October 7, 2009

Viator's Review: OTSRCSU Prologue

This is Viator's take on the prologue of Ralph Nader's work, Only the Super-Rich Can Save Us. You can read the prologue synopsis here, and the Bitterly Indifferent review of the prologue here. Check back on Friday for a synopsis of Chapter 1!

We open with a view of the title page, visible in the first post. My first question was who in god's name was the African-American fellow with the mysterious smile behind Yoko Ono. Taking an informal poll I got three suggestions: O.J. Simpson, Tiger Woods, and Bill Cosby's Jewish half-brother. Nader provides the answer with a helpful list of "Dramatis Personae" in the prologue: Bill Cosby.

The dramatis personae is an interesting artifact by itself. First of all, there are seventeen, a refreshingly prime and possibly eschatological number. Second, it is limited to the captains of industry who are the heroes of this story. The villains, and there are many, simply do not matter. There will be no recap of the right wing's petty dualism and polarization here. There is only ignorance, the greatest evil, and Warren Buffett.

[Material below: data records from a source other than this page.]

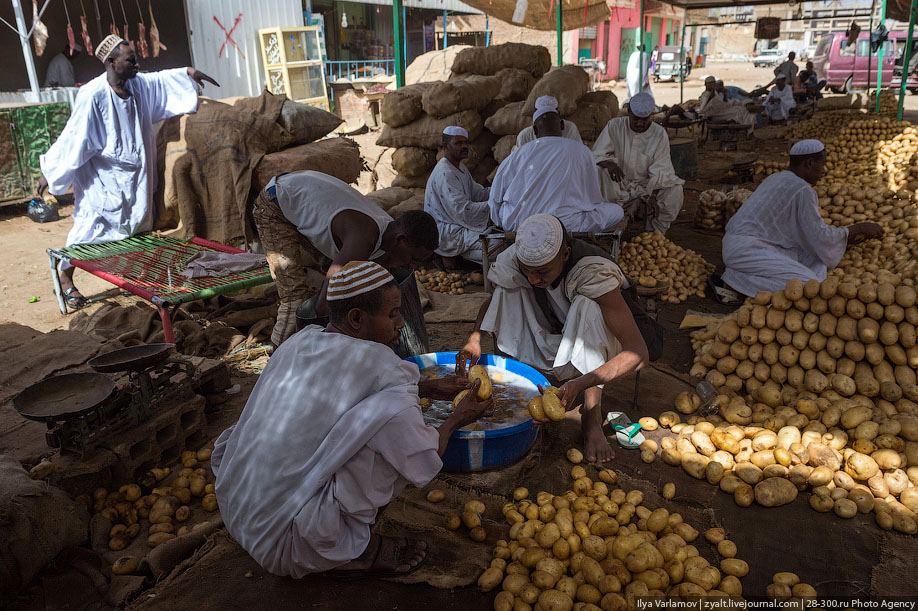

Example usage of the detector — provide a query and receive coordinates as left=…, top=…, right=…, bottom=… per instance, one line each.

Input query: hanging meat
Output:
left=80, top=15, right=92, bottom=55
left=137, top=21, right=150, bottom=57
left=32, top=0, right=48, bottom=57
left=148, top=1, right=169, bottom=57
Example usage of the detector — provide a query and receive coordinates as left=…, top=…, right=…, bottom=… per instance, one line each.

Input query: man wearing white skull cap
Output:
left=720, top=140, right=883, bottom=300
left=593, top=93, right=685, bottom=234
left=424, top=125, right=490, bottom=267
left=456, top=214, right=649, bottom=462
left=511, top=95, right=583, bottom=152
left=211, top=261, right=492, bottom=578
left=489, top=107, right=624, bottom=231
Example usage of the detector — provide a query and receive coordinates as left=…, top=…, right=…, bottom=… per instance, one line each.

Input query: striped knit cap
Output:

One thing is clear from the brief (pp. 11-13) but powerful prologue: the super-rich are gods. Literally. We know that Katrina is a big deal not because of the massive body count, or flooding, or any of the hype. The tipping point is simple: Warren Buffett misses a day of work because of it. And not only that, he hastens in his modern-day chariot to the scene, striding through one scene of misery after another feeding the hungry and feeding the sick (it should also be noted that Nader displays some classic liberal indecision here, unsure if New Orleans is "a scene from Goya or Hieronymus Bosch" {2}). It is a clever retelling of the parable of loaves and fishes, the harrowing of Hell and Paul's road to Damascus (as previously noted, Nader is a huge fan of rhetorical triads).

And to tie off this introduction, Buffett discovers "exactly what he had to do"...behind the "tall shrubbery" at his house.

Jesus, Paul and Moses. Old Testament meets New meets Warren Buffett. The gods walk among us, and they are super rich.